Melanie Jackson no longer responds to snail mail queries. Too high powered, perhaps, or possessed of enough lucrative clients to keep the doors closed. Then there's Harold Schmidt, a man looking for unconventional fiction. He doesn't return SASEs, however. Alex Glass over at Trident Media Group is another one who feels that a no reply is a no.
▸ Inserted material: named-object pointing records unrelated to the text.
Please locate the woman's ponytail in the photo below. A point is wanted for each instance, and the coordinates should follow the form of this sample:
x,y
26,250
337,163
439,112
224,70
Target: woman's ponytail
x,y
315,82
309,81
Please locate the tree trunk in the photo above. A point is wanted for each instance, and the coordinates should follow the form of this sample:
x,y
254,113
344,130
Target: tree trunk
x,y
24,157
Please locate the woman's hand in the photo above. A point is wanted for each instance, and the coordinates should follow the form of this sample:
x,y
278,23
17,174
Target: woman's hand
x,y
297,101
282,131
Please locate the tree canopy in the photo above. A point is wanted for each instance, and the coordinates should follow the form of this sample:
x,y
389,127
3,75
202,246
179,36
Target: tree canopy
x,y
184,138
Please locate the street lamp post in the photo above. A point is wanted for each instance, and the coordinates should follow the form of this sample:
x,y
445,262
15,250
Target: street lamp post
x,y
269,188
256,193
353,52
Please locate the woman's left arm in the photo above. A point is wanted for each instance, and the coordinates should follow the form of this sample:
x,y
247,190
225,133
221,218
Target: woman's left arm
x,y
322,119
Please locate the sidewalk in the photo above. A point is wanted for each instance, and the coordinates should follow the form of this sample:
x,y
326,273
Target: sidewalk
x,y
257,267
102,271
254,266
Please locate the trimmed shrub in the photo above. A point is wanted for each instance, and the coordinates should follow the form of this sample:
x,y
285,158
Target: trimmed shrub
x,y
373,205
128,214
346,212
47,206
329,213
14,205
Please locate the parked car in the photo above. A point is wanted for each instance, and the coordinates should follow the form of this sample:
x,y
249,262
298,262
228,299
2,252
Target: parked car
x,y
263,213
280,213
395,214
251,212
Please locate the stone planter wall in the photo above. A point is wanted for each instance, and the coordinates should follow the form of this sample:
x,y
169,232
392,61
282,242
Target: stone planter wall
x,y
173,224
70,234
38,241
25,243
If you're waiting on any of them, checking your mail every day so that you can move on, well, don't hold your breath. There's a new rule in town, where rudeness is a way of life. The RSVP has died, and Regrets Only has fallen out of favor as well. You just don't know if your letter was received or misdirected, if the literary agent even saw it, or if they have your name in some industry-wide database. Jaysus, it's another one, the literary agent groans, and you'll never get another query letter past the door.


Writer, Rejected said...

I am so totally with you on this point, and I really love a writer who names names. Check out my blog entry entitled "No Really. Don't Bother." On just this very topic. I'm going to link to your post right now.


O hAnnrachainn said...

Why not put out the names so that others know what to expect? Why should the process be such a mystery? There's no disrespect intended, just the facts of the matter.

Thanks a million for the link -- nice to know that I'm not alone in beating my head against the wall.

Anonymous said...

I got a decent rejection letter from Kelly Harms a while back. I think it took a bit, which might mean she at least looked at it. Did you enclose a SASE? Does anyone know how many subbmissions these agents get in a month? It must be a lot. There must be a better way to get their attention. Has anyone had any success at RWA?

O hAnnrachainn said...

I always enclose a SASE. What's happening more and more these days is that the agents don't use them.

I've seen reports that agents get one to several hundred queries per week, which is why your letter has to have a very grabbing hook right off to get any attention.

If you can meet and chat up an agent at a convention or RWA gathering, do it. Agents sometimes remember writers they've met.